A Glória e Seu Cortejo de Horrores, de Fernanda Torres (Companhia das Letras; 216 páginas; 44,90 reais ou 29,90 em versão digital) (//Divulgação)

Como avalia a sugestão do prefeito João Doria de conciliar ali um empreendimento cultural e comercial? Na reunião, Doria, o prefeito que pensa em inglês, fala de assets, fundings e malls, e elogia os teatros de shopping, que o Zé sabe, qualquer ator sabe, são o túmulo do samba. É uma visão Miami de progresso, difícil de rebater. Zé Celso e Perfeito Fortuna, que fundou o Circo Voador e reergueu a Lapa, são homens públicos com uma visão potente de cultura, de educação, de inclusão, de urbes, de história, é um conhecimento que o Doria não tem, nem nunca vai ter. O prefeito que gosta de apagar grafites, por considerá-los feios, acredita em mall, em Miami, em Ralph Lauren. É impossível dotar, tanto o Silvio, quanto o Doria, da sensibilidade do Zé, ou do Perfeito Fortuna. Tempos difíceis, tempos estreitos, tempos pra lá de obtusos.

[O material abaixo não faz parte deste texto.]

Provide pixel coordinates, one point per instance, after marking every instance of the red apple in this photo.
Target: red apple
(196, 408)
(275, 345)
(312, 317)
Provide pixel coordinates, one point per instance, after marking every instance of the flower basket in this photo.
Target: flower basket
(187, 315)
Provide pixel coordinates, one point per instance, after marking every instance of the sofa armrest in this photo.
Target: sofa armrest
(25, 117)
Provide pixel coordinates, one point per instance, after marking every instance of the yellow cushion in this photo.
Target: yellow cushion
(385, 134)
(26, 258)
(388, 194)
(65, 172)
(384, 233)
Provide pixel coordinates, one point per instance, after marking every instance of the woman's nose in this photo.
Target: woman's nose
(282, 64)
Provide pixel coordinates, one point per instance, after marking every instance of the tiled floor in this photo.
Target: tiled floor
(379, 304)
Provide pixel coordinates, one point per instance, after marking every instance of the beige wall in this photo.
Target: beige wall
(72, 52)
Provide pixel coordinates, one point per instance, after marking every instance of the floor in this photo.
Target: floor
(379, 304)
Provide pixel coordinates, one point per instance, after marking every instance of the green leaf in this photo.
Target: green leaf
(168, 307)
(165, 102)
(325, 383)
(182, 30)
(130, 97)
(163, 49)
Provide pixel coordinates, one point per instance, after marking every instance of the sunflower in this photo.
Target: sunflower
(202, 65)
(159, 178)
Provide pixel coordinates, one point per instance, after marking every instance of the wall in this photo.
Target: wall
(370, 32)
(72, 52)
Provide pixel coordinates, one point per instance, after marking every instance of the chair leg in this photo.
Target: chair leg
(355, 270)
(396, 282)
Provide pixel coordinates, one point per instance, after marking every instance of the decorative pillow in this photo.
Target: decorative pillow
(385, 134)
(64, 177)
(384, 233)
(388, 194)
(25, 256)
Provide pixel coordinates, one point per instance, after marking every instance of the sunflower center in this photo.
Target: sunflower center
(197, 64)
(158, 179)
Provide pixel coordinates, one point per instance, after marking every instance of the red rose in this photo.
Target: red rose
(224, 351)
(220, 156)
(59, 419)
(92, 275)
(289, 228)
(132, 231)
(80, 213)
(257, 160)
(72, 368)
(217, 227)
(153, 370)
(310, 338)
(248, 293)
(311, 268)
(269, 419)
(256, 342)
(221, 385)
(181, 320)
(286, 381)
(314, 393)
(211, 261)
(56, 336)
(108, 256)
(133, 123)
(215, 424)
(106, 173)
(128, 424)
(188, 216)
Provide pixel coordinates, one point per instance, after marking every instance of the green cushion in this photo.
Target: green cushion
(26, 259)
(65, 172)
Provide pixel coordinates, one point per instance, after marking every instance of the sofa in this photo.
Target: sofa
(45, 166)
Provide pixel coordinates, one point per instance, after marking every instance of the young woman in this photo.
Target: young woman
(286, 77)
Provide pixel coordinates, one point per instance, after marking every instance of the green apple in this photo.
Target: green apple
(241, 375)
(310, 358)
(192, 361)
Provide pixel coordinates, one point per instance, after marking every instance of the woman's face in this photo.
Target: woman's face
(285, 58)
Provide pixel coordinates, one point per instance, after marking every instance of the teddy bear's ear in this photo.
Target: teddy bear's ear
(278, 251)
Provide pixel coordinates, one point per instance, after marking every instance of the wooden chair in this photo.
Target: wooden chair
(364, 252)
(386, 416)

De que maneira a defesa do Teatro Oficina pode dar força à luta pelas artes, que vêm sofrendo perseguição? Tudo o que o Oficina representa em termos de liberdade, de perigo, de sagrado e profano, é o que está sendo criminalizado na arte, na religião, e também na política. O Oficina é a Tropicália, é Lígia Clark, é o Asdrúbal, é Oswald de Andrade e Hélio Oiticica, cuja retrospectiva no Whitney Museum, em NY, é o que de melhor está acontecendo na Big Apple. Nova York também virou um imenso mall. Essa visão obtusa de progresso não está acontecendo apenas aqui. É o fim do Império Romano. O Oficina é o Jardim de Herculano, é o teatro grego que come banana, mas estamos rumando para uma Idade Média do capital, vai demorar a passar.

Depois da série Filhos da Pátria, quais seus planos para a TV? Farei a próxima temporada da série Sob Pressão, e existe a possibilidade de uma segunda leva de Filhos da Pátria, que me daria um enorme prazer em fazer.